Much of this summer for me, in a religious context, has been focusing on getting out and experiencing and witnessing the natural wonders that abound here in the Rocky Mountains and the spirits that animate them. I've found that praying on mountain tops seem especially effective in shifting my mindset, where the earth meets the sky and the surrounding land stretches out further than the eye can see. It also seems to me that the Gods appreciate the effort it takes to get up there and the hike up becomes a sacrifice in its own way. And by the time I'm up there my body has pumped enough endorphins into me to put me in the best of moods!
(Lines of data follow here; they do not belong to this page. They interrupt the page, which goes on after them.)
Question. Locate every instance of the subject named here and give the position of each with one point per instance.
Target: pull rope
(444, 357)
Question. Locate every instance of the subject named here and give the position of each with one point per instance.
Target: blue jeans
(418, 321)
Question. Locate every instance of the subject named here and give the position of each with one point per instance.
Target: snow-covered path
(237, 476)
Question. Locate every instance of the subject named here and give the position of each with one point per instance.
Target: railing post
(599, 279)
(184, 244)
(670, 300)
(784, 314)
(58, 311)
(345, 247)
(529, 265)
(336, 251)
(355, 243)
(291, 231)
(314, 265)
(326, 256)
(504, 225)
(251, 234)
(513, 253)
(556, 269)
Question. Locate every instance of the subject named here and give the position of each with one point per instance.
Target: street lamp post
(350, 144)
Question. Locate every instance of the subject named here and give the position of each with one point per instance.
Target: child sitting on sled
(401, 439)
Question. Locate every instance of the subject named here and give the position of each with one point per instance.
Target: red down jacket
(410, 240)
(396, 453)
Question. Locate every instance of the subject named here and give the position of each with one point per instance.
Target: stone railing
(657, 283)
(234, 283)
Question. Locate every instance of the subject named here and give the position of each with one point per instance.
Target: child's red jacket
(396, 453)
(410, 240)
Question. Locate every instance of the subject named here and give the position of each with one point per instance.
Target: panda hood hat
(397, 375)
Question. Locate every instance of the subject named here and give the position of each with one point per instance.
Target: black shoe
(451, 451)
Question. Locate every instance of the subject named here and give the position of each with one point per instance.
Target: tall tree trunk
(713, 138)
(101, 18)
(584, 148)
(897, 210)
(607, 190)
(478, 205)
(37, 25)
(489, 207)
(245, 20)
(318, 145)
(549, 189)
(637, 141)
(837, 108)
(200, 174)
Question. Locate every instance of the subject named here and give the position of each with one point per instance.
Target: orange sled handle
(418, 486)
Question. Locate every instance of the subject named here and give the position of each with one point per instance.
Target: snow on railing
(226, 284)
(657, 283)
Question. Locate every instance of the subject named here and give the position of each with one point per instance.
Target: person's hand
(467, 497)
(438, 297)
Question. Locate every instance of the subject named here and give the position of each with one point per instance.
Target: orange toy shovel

There are also a lot of waterfalls on many of the trails here, so I've taken advantage of having that atmosphere available and have been praying and singing at the water and utilizing the sound of the water as a starting place for my focus and allowing it to drown (ha!) out my thoughts so I can better "hear" those that aren't mine. I had been using my bodhrán, playing a beat and allowing it to change on its own, but I find that the sound of the water can do much of this work for me, so I've used the bodhrán less than I was earlier this year. I think I'll continue to utilize it for some situations, especially when I'm in an especially quiet area (or maybe if it's nighttime), but I've gained some traction by shifting my consciousness with the help of different influences that might be around at the time and I've also gotten use to singing or humming until it starts to change "naturally," which has helped a great deal in sustaining the ritual mindset.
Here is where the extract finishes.